The comprehensive model provided in this narrative illustrates an epistemological rational for a novel science that can be measured via trichotomous statistical analysis metrics. As detailed at the beginning of this paper, “Triology” is the study of the trifold nature of natural phenomena. Triology is measured then through its foundation in the mathematical “Law of Trichotomy”. The mathematical “Law of Trichotomy” is observable throughout nature. As such, one is then able to conduct scientific research on a variety of topics using said law. The method of measurement presented here is defined as the field of “Triostatistics” (Osler, 2014a). Triostatistics is grounded in the mathematical Tri–Squared Analysis procedure known as the “Tri–Squared Test”. Many of the triostatistical measures were listed before this section. There are currently over twenty-eight different triostatistical measurement methods that are accessible to research investigators. This plethora of “triological statistical tests and techniques” has its foundation in the “science of triology”. Thus, the primary model used to conduct scientific triological research is the Tri–Squared Analysis procedure that uses the Tri–Squared Test that exemplifies the science of “Triology”. This thereby validates the triological research triostatistical analysis methodology as the ideal model of triological science.

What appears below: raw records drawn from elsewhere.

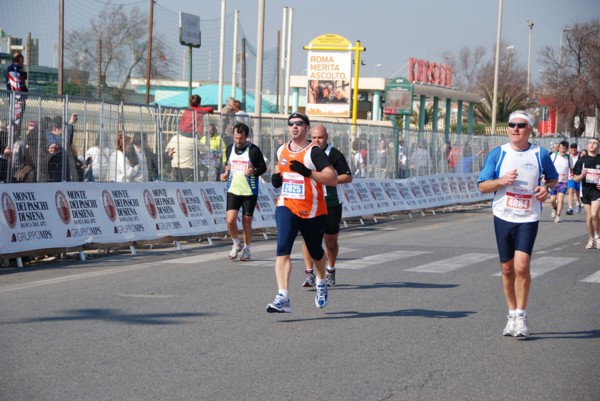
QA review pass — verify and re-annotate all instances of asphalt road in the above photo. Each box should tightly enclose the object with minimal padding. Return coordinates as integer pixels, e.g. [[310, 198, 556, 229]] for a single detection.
[[0, 208, 600, 401]]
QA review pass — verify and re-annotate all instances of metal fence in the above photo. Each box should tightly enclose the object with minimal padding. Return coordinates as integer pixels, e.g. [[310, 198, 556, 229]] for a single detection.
[[0, 91, 585, 183]]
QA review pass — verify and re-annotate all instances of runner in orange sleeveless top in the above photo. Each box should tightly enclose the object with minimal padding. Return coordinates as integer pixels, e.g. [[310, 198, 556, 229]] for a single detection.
[[267, 112, 337, 313]]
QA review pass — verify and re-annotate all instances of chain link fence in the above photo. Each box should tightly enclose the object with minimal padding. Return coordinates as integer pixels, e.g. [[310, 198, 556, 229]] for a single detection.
[[0, 91, 585, 183]]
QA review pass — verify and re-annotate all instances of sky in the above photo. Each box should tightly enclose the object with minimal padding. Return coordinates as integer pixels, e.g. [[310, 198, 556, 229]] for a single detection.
[[164, 0, 600, 82], [0, 0, 600, 84]]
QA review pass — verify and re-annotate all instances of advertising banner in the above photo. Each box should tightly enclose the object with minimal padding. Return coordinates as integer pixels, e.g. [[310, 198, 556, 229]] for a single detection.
[[0, 174, 492, 254], [306, 51, 352, 117]]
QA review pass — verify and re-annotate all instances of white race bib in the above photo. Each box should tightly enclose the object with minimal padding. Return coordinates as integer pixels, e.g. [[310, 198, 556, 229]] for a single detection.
[[585, 168, 600, 184], [505, 185, 533, 216]]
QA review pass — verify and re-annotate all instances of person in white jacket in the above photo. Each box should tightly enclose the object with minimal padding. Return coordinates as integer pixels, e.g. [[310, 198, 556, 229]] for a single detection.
[[108, 134, 140, 182], [85, 136, 110, 182]]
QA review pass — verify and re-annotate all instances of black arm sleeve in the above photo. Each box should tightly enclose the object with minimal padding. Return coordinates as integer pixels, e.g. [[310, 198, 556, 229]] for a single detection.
[[310, 146, 331, 171], [249, 146, 267, 177], [329, 148, 352, 175]]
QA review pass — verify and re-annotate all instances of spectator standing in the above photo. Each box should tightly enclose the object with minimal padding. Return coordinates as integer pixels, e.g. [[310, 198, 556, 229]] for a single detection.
[[573, 138, 600, 249], [219, 97, 235, 145], [85, 135, 110, 182], [411, 142, 431, 177], [108, 133, 140, 182], [478, 111, 558, 337], [126, 132, 158, 182], [11, 121, 39, 183], [178, 95, 214, 137], [398, 141, 408, 178], [0, 128, 11, 182], [46, 114, 77, 182], [550, 141, 573, 223], [267, 112, 338, 313], [6, 52, 29, 127], [371, 138, 390, 179], [567, 142, 583, 215], [302, 124, 352, 287], [202, 123, 227, 181], [221, 123, 267, 261], [165, 124, 208, 182]]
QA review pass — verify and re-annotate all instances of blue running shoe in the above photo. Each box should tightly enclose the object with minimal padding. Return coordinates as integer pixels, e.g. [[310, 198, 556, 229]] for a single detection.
[[315, 283, 328, 308], [267, 294, 292, 313]]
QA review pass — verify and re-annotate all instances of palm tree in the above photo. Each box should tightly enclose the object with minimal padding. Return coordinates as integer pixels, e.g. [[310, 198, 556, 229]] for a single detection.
[[475, 84, 529, 124]]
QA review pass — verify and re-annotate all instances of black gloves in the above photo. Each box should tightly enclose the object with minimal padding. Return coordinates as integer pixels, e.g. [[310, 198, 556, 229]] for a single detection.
[[271, 173, 283, 188], [290, 160, 312, 177]]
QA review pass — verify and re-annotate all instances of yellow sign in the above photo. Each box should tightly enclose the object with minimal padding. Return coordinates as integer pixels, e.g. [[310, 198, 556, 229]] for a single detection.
[[306, 33, 352, 50]]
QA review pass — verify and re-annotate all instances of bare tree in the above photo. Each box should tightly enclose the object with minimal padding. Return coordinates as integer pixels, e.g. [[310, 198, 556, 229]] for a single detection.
[[540, 19, 600, 136], [442, 46, 485, 91], [445, 42, 530, 123], [65, 5, 169, 100]]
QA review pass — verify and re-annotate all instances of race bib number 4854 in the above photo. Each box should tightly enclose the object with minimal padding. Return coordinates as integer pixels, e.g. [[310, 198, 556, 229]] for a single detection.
[[506, 192, 532, 210]]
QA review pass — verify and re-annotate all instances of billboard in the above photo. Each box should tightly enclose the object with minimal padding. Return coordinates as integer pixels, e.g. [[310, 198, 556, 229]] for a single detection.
[[306, 35, 352, 117]]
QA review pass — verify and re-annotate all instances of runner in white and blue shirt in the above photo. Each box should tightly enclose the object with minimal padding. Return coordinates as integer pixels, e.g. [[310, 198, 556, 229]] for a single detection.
[[478, 111, 558, 337]]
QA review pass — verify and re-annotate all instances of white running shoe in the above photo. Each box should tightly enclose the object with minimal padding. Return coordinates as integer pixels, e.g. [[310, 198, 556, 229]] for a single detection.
[[502, 315, 516, 337], [514, 315, 529, 337], [267, 294, 292, 313], [229, 242, 244, 260]]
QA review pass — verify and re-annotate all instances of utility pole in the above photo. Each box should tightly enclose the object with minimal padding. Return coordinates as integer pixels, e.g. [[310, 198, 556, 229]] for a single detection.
[[146, 0, 154, 105], [96, 36, 102, 99], [527, 20, 533, 98], [56, 0, 65, 95]]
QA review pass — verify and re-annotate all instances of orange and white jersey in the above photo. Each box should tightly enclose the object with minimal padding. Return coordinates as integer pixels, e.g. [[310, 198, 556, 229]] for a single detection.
[[277, 143, 327, 219]]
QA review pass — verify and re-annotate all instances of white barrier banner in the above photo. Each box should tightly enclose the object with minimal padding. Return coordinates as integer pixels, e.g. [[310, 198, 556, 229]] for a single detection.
[[365, 180, 398, 213], [338, 183, 365, 217], [0, 174, 492, 254], [396, 180, 420, 210], [381, 180, 409, 211]]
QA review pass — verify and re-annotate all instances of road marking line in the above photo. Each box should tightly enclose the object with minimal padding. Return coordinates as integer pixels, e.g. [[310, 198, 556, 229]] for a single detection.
[[581, 271, 600, 283], [406, 253, 497, 273], [336, 251, 431, 270]]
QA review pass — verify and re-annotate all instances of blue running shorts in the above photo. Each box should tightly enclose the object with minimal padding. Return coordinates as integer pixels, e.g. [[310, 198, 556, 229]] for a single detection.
[[494, 216, 539, 263]]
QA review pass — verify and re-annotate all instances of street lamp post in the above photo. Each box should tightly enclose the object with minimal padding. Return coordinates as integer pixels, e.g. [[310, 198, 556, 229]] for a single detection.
[[492, 0, 502, 135], [554, 26, 573, 132], [506, 45, 515, 71], [373, 63, 383, 76], [527, 20, 533, 98]]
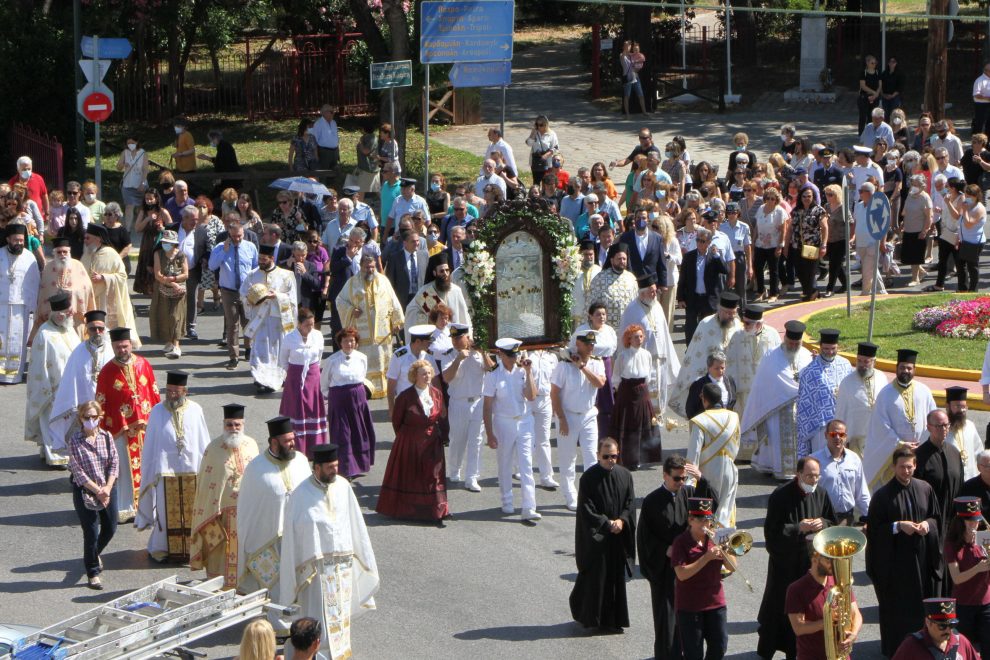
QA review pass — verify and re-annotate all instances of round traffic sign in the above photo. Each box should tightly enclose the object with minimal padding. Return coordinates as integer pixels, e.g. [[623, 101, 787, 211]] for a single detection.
[[83, 92, 113, 122]]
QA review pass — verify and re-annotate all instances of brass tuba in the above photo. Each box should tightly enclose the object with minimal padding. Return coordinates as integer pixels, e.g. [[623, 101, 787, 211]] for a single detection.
[[813, 527, 866, 660]]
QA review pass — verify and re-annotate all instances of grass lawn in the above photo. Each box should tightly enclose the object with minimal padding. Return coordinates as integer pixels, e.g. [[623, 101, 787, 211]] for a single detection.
[[86, 115, 481, 211], [808, 293, 987, 370]]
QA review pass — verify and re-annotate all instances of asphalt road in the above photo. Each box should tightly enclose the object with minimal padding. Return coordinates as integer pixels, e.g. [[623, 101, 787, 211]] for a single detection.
[[0, 299, 986, 659]]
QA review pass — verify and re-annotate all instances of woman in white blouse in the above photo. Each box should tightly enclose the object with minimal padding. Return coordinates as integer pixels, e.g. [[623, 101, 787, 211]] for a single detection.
[[322, 328, 375, 479], [278, 307, 327, 458], [609, 323, 660, 469]]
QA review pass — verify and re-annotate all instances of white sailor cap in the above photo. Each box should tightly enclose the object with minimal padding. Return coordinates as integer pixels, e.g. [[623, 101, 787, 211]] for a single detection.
[[409, 324, 436, 339], [495, 337, 522, 353]]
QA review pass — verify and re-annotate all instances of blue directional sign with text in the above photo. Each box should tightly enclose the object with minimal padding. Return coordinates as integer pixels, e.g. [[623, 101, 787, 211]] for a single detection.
[[450, 62, 512, 87], [419, 0, 515, 64]]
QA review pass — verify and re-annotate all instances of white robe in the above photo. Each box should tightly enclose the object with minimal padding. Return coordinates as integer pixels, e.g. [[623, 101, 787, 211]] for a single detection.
[[725, 325, 780, 461], [616, 298, 681, 415], [669, 313, 743, 417], [24, 319, 79, 465], [237, 449, 312, 636], [49, 337, 113, 451], [835, 369, 887, 456], [279, 476, 380, 660], [742, 345, 811, 479], [241, 268, 298, 390], [0, 248, 41, 383], [863, 379, 935, 494], [134, 399, 210, 561]]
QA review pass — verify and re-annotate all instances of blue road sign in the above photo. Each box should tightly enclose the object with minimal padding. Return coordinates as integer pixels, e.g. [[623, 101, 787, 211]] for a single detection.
[[866, 190, 890, 241], [79, 37, 131, 60], [419, 0, 515, 64], [450, 62, 512, 87]]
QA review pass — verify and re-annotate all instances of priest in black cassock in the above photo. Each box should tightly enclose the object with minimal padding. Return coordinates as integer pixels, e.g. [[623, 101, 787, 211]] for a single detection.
[[636, 454, 718, 660], [756, 456, 836, 659], [866, 445, 943, 658], [570, 438, 636, 632]]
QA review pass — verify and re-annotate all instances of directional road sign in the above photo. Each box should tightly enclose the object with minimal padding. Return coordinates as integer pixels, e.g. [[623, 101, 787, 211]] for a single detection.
[[79, 37, 131, 60], [866, 190, 890, 241], [450, 62, 512, 87], [371, 60, 412, 89], [419, 0, 515, 64]]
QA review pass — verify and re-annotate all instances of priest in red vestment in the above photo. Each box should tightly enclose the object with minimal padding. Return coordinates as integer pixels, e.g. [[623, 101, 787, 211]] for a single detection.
[[96, 328, 161, 522]]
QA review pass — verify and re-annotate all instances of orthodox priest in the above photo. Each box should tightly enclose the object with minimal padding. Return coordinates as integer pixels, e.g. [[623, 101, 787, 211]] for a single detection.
[[134, 371, 210, 563], [863, 348, 935, 492], [636, 454, 718, 660], [80, 223, 141, 348], [24, 292, 79, 467], [866, 445, 944, 658], [279, 444, 380, 660], [725, 305, 780, 461], [406, 252, 471, 343], [619, 273, 681, 415], [48, 309, 113, 452], [797, 328, 853, 456], [31, 238, 96, 339], [587, 243, 639, 334], [756, 456, 836, 660], [96, 328, 161, 522], [570, 438, 636, 632], [0, 225, 41, 384], [189, 403, 258, 589], [669, 291, 743, 417], [241, 245, 298, 394], [337, 255, 405, 399], [237, 417, 310, 637], [835, 341, 887, 456], [741, 321, 811, 480]]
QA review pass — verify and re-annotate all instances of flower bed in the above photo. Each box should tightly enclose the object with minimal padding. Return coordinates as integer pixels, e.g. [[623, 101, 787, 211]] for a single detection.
[[912, 297, 990, 339]]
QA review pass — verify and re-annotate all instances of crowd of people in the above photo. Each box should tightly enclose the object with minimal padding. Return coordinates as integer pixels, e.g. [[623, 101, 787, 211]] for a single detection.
[[0, 90, 990, 660]]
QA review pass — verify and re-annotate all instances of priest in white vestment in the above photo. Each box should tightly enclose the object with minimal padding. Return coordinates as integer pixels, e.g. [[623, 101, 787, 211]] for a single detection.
[[687, 383, 739, 527], [725, 305, 780, 461], [237, 416, 312, 637], [279, 444, 379, 660], [617, 273, 681, 417], [0, 225, 41, 384], [241, 245, 299, 394], [24, 292, 79, 467], [742, 321, 811, 479], [835, 341, 887, 456], [134, 371, 210, 562], [669, 291, 743, 417], [863, 348, 935, 494]]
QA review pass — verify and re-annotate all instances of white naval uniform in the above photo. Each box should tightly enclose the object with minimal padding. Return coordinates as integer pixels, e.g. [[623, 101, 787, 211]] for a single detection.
[[482, 362, 536, 511], [552, 356, 605, 508]]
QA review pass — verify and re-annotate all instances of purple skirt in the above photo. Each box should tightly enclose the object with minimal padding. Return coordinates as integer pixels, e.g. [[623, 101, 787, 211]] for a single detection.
[[328, 383, 375, 478], [278, 364, 327, 459]]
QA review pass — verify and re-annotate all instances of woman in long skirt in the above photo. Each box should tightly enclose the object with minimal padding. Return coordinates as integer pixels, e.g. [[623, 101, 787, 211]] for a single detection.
[[610, 323, 661, 470], [322, 328, 375, 479], [278, 307, 327, 459], [375, 360, 450, 527]]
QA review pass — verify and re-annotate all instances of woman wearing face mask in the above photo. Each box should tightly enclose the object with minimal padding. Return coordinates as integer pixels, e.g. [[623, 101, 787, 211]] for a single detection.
[[148, 229, 189, 359], [117, 137, 149, 231], [901, 174, 934, 286], [69, 401, 120, 590]]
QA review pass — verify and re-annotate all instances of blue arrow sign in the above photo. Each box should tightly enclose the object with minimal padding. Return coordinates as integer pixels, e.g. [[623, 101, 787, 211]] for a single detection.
[[79, 37, 131, 60], [419, 0, 515, 64], [866, 190, 890, 241], [450, 62, 512, 87]]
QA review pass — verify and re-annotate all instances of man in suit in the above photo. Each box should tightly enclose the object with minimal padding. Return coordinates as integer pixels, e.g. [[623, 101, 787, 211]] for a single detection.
[[385, 229, 429, 309], [684, 350, 736, 419], [619, 209, 667, 283], [677, 228, 728, 344]]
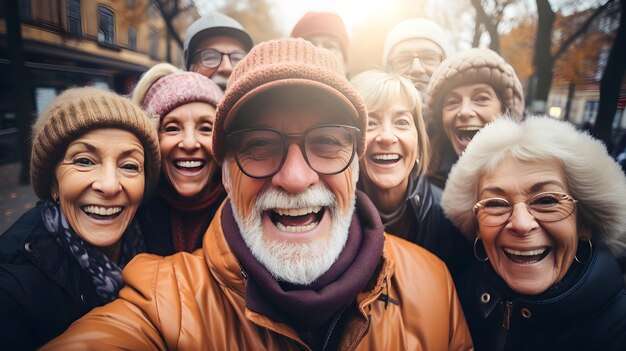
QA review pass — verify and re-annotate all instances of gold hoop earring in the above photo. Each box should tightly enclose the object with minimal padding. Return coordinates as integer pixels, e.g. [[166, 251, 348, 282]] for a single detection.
[[474, 236, 489, 262], [574, 236, 593, 264]]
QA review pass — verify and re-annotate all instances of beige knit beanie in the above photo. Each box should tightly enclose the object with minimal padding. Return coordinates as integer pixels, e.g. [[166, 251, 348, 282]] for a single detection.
[[383, 18, 448, 70], [426, 48, 524, 124], [30, 87, 161, 199], [213, 38, 367, 165]]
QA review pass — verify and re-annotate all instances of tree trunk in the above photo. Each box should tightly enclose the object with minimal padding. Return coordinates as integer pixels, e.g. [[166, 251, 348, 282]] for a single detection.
[[563, 82, 576, 121], [472, 0, 500, 54], [592, 0, 626, 151], [530, 0, 556, 113], [5, 0, 32, 184]]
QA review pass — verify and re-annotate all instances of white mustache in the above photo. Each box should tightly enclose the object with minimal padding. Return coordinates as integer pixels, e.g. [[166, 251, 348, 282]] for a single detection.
[[254, 184, 337, 213]]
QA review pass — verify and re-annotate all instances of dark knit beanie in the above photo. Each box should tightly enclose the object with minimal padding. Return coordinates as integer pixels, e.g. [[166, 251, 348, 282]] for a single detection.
[[213, 38, 367, 165], [30, 87, 161, 199], [426, 48, 524, 123], [291, 12, 350, 58]]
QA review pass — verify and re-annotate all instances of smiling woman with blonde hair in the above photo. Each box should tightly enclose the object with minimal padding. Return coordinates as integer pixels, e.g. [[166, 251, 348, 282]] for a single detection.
[[442, 117, 626, 350], [351, 70, 469, 271]]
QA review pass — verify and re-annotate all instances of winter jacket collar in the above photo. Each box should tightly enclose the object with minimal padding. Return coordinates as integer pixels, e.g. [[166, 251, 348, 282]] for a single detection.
[[222, 192, 384, 331], [471, 241, 624, 323], [202, 195, 398, 349]]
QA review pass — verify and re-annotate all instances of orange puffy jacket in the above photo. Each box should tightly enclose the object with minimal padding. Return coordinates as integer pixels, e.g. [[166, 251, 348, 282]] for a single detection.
[[43, 209, 473, 351]]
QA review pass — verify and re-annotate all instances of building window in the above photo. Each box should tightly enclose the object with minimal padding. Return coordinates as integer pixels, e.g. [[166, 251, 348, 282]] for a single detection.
[[128, 27, 137, 51], [150, 29, 159, 60], [67, 0, 82, 35], [98, 5, 115, 44], [20, 0, 32, 21]]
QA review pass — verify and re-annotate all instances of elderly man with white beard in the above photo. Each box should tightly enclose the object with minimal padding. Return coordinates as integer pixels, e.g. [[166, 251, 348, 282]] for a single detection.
[[44, 39, 472, 350]]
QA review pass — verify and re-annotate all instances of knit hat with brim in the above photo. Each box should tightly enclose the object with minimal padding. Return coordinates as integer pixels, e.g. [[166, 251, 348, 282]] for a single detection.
[[291, 12, 350, 57], [183, 12, 254, 70], [30, 87, 161, 199], [142, 72, 224, 118], [426, 48, 524, 124], [383, 18, 448, 70], [213, 38, 367, 165]]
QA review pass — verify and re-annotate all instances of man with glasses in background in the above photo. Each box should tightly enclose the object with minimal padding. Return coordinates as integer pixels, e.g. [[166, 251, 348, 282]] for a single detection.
[[383, 18, 447, 97], [183, 12, 254, 90], [44, 38, 472, 350]]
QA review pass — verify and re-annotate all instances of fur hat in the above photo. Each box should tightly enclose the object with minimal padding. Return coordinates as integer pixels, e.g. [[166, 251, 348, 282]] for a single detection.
[[213, 38, 367, 165], [383, 18, 448, 70], [291, 12, 350, 57], [30, 87, 161, 199], [426, 48, 524, 123], [142, 72, 224, 118]]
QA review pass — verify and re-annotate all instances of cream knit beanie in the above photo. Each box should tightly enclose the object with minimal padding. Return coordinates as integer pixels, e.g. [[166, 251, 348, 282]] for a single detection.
[[383, 18, 448, 70], [426, 48, 524, 124]]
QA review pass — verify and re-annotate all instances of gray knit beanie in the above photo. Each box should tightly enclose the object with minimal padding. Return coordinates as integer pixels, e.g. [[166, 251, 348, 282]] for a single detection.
[[426, 48, 524, 123]]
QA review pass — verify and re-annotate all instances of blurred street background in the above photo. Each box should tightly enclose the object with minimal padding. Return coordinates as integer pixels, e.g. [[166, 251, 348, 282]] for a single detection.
[[0, 0, 626, 233]]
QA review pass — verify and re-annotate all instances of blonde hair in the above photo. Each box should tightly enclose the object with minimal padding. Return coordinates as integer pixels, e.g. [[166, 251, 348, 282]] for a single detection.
[[441, 116, 626, 254], [131, 63, 182, 109], [350, 70, 430, 175]]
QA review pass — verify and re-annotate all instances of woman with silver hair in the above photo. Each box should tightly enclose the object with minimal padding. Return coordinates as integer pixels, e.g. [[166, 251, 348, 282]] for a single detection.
[[442, 117, 626, 350]]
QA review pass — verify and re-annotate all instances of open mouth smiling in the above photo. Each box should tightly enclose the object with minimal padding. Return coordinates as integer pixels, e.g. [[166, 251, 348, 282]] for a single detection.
[[173, 160, 206, 172], [456, 126, 482, 143], [81, 205, 124, 220], [267, 206, 326, 233], [502, 247, 552, 264], [369, 153, 402, 165]]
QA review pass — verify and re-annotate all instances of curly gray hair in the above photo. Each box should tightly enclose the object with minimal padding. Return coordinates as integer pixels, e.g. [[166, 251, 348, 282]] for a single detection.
[[442, 116, 626, 255]]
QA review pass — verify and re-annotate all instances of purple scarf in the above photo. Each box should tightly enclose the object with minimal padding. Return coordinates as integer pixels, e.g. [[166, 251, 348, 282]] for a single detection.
[[222, 191, 384, 331]]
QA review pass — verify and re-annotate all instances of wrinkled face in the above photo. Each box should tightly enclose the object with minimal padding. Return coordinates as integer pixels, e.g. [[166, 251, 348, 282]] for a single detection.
[[159, 102, 217, 199], [441, 83, 503, 155], [52, 129, 145, 247], [478, 157, 579, 295], [223, 95, 358, 285], [361, 98, 418, 190], [305, 34, 347, 69], [189, 35, 247, 90], [387, 38, 444, 96]]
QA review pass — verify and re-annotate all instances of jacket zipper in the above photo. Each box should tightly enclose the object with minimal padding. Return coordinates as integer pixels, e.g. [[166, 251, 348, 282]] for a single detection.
[[496, 301, 513, 351], [322, 307, 346, 351]]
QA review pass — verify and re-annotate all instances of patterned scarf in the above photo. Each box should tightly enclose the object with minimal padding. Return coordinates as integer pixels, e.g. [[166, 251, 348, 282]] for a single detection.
[[41, 200, 146, 303]]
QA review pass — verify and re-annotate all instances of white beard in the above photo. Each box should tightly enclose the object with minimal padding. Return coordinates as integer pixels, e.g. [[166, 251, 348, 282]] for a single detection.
[[222, 165, 358, 285]]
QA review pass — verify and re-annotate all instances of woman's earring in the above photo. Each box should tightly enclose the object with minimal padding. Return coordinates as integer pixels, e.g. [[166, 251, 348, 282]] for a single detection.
[[574, 236, 593, 264], [474, 235, 489, 262]]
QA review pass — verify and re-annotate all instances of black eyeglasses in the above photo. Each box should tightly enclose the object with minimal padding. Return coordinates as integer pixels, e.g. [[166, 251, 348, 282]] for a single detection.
[[389, 51, 443, 73], [194, 48, 247, 68], [227, 124, 361, 179], [473, 192, 578, 227]]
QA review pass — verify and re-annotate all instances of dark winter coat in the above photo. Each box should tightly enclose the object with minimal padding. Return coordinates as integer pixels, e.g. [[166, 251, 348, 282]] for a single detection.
[[134, 193, 223, 256], [458, 242, 626, 351], [0, 204, 105, 350], [406, 176, 472, 280]]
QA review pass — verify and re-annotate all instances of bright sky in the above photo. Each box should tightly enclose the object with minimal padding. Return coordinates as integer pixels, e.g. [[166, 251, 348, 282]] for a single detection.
[[196, 0, 404, 35]]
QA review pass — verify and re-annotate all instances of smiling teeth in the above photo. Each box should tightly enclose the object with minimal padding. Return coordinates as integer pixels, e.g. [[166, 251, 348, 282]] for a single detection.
[[372, 154, 400, 161], [176, 161, 203, 168], [273, 206, 322, 217], [276, 222, 320, 233], [457, 126, 482, 132], [504, 248, 547, 256], [83, 206, 122, 216]]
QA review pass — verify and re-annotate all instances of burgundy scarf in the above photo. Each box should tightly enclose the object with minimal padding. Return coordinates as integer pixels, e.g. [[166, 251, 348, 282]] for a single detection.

The new science of “Triology” opens new doors to the study and analysis of nature and natural phenomena. Triology with its engaging and dynamically empowering methodology enables researchers to further explore the intricacies and inner workings of natural phenomena from new perspectives. Such insight will provide information that in turn provides innovative solutions to existing and emerging problems. Triological scientific measurements, such as the Tri–Squared Test and the novel post hoc field of Triostatistics add both breadth and depth to research thereby allowing for more invention, exploration, and discovery. As stated in 2014 in the Kentucky Journal of Excellence in College Teaching and Learning, “There are a number of Triostatistical metrics and tests that can provide additional information on statistically significant Tri–Squared research investigations that can greatly enhance the understanding of initial research results. The post hoc use of Triostatistics on statistically significant Tri–Squared Test data provides a series of plausible statistical measures that allow research investigators to further interpret the in–depth and rich complexities of Tri–Squared research data (Osler, 2014a).” The growing use of this new science will create variety of new research in many fields as researchers and scientists collaborate and share the outcomes of their investigations. In this manner, learning grows and becomes more appealing, approachable, acceptable, functional, and practical. Thus, triology as a science offers a novel thought process that provides a new lens to look at and explore the world.